The Brain Science behind Mindfulness

Lest people think that mindfulness is “new-age gobbledygook,” Cooper allowed himself to be a subject in a one-person experiment showing the neurological effects of meditation. There are dozens of studies showing the functional and structural changes meditation can bring about in the brain, and Cooper wanted to see if his own practice had any measurable effects. Researcher Judson Brewer, head of the University of Massachusetts’ Mindfulness Center, hooked Cooper up to an EEG – electroencephalography – machine, which measures the brain’s electric potentials through the scalp. Now knowing how to deactivate the stress centers of the brain, Cooper wanted to see if the recordings could capture the moment when he dropped into mindfulness.

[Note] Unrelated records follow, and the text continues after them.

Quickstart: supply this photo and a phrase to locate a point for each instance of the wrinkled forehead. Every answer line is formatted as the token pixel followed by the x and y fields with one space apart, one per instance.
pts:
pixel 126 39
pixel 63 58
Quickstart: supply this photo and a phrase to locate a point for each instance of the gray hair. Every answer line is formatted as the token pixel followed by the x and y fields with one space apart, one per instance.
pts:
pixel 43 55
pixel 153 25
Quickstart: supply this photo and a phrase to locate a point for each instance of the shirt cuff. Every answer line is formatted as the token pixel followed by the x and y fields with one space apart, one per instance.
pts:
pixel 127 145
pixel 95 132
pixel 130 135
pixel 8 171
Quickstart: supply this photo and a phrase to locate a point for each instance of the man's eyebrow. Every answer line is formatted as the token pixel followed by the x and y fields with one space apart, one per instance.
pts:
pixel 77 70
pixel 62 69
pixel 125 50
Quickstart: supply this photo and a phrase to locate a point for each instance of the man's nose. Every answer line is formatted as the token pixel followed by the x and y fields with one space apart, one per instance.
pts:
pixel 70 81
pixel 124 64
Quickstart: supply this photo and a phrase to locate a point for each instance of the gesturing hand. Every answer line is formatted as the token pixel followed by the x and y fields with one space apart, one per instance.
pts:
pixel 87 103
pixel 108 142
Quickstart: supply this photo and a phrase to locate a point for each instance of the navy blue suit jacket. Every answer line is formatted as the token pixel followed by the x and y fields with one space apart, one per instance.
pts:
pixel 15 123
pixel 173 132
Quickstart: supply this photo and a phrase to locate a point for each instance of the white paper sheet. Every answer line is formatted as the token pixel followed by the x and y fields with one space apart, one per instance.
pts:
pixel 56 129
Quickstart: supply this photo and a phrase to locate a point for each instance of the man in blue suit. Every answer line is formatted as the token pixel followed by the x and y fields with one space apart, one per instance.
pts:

And they did, robustly. The central region of interest was the brain’s posterior cingulate, which governs emotion processing and memory. It’s also part of the brains “default mode network” or DMN, the constellation of brain regions that are active when our minds are wandering – or when the “monkey mind” is at work.

Anderson was asked to first think of a memory that was anxiety-producing. His brain immediately showed the effect, with the posterior cingulate activity spiking. But when he dropped into meditation, the activity in that brain region quickly quieted down.

Meditation is really a form of cognitive training, says Brewer, who has studied the effects of mindfulness meditation for years, first at Yale and now at UMass. His specialty is using mindfulness to help people with their addictions. “This is just the next generation of exercise,” he says. “We’ve got the physical exercise components down, and not it’s about working out how we can actually train our minds.” Brewer’s research has found that mindfulness meditation can lead to measurable changes in the brains of both experts and novices.

“If you look at people out on the street, if you look at people at restaurants, nobody’s having conversation anymore,” says Brewer. “They’re sitting at dinner looking at their phone, because their brain is so addicted to it. It’s the same reward pathways as addiction….All this is leading to societal exhaustion.”

So should more people give meditation a try? It’s probably not a bad idea—but thinking of it as a “should” won’t work, says Kabat-Zinn. If it feels like something extra you have to add to your day, that’s probably not the right motivation. “It’s not a big should,” he says. “They shouldn’t do it if it feels like a should – it’s a being.”